Notes on Serialization#

A PENMAN-serialized graph takes the form of a tree with labeled reentrancies, so in deserialization it is first parsed directly into a tree and then the pure graph is interpreted from it.

(b / bark-01
   :ARG0 (d / dog))

The above PENMAN string is parsed to the following tree:

Tree(('b', [(':instance', 'bark-01'),
            (':ARG0', ('d', [(':instance', 'dog')]))]))
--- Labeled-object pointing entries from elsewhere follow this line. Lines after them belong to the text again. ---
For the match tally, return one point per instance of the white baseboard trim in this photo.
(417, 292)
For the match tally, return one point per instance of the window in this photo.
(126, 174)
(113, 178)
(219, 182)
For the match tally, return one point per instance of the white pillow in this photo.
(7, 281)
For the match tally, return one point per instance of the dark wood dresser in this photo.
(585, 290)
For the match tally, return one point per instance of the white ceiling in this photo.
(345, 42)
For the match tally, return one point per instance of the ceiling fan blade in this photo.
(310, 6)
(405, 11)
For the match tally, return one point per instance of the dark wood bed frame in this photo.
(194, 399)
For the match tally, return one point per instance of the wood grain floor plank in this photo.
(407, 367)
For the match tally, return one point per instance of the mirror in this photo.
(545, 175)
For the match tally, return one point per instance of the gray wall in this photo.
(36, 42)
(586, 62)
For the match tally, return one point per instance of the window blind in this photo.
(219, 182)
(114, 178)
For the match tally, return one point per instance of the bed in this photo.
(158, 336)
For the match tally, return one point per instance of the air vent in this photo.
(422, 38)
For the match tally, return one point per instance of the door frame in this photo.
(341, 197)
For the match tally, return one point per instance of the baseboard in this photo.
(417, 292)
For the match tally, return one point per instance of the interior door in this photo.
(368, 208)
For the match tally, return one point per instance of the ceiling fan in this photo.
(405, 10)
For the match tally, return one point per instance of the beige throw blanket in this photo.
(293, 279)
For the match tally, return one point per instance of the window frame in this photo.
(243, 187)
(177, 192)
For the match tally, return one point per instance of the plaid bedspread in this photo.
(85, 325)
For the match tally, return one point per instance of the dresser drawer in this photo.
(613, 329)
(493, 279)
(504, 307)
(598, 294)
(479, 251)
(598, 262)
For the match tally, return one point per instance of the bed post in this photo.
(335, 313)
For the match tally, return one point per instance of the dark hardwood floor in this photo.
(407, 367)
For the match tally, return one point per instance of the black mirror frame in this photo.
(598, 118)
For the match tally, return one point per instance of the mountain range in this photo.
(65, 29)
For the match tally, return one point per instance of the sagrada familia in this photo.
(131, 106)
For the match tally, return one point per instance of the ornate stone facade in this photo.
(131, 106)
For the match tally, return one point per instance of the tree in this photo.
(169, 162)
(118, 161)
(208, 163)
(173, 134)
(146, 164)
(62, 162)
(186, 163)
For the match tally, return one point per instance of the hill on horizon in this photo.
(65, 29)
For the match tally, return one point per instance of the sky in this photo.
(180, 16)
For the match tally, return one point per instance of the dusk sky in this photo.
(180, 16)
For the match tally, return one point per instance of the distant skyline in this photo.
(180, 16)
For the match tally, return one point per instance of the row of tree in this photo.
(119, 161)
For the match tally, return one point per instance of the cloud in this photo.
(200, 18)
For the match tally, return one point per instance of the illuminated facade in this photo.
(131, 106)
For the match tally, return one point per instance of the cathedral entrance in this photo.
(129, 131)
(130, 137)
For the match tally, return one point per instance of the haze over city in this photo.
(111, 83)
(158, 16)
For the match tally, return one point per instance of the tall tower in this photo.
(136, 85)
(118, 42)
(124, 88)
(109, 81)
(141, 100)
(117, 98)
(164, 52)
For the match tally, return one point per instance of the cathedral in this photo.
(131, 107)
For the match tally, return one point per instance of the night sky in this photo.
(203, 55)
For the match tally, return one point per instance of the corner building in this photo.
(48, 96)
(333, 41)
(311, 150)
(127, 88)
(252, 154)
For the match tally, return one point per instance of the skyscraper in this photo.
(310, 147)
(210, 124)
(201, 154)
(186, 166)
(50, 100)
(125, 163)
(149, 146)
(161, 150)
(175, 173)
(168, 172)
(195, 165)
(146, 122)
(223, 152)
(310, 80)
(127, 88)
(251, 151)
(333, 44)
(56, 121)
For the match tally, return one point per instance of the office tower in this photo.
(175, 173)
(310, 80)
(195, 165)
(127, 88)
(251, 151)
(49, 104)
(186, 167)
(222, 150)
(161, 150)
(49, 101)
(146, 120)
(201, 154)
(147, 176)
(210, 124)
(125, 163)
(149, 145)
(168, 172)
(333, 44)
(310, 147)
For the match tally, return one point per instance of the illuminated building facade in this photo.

The structure of a tree node is (var, branches) while the structure of a branch is (role, target). The target of a branch can be an atomic value or a tree node. This tree is then interpreted to the following graph (triples and associated layout markers):

       ('b', ':instance', 'bark-01'),
       ('b', ':ARG0', 'd'),
       ('d', ':instance', 'dog')
       ('b', ':ARG0', 'd'): [Push('d')],
       ('d', ':instance', 'dog'): [POP]

Serialization goes in the reverse order: from a pure graph to a tree to a string.

Allowed Graphs#

The Penman library robustly allows some kinds of invalid and unconventional graphs.


# Normal
(a / a-label :ROLE (b / b-label))

# Unlabeled nodes, edges
(a :ROLE (b))
(a / a-label : (b / b-label))
(a : (b))

# Cycles
(a :ROLE (b :ROLE a))

# Distributed nodes
(a :ROLE (b :ROLE (c / c-label)) :ROLE2 (c :ATTR val))

Allowed but Unconventional

# Empty

# Missing edge target
(a / a-label :ROLE )

# Missing node label
(a / :ROLE (b / b-label))

# Inverted attributes
(a / a-label :ARG0-of 2)


# Disconnected (parseable as two separate graphs)
(a / a-label)(b / b-label)

# Missing identifiers
(a :ROLE ( / b-label))

# Misplaced label
(a :ROLE (b) / a-label)

# Multiple labels
(a / a-label / another-label)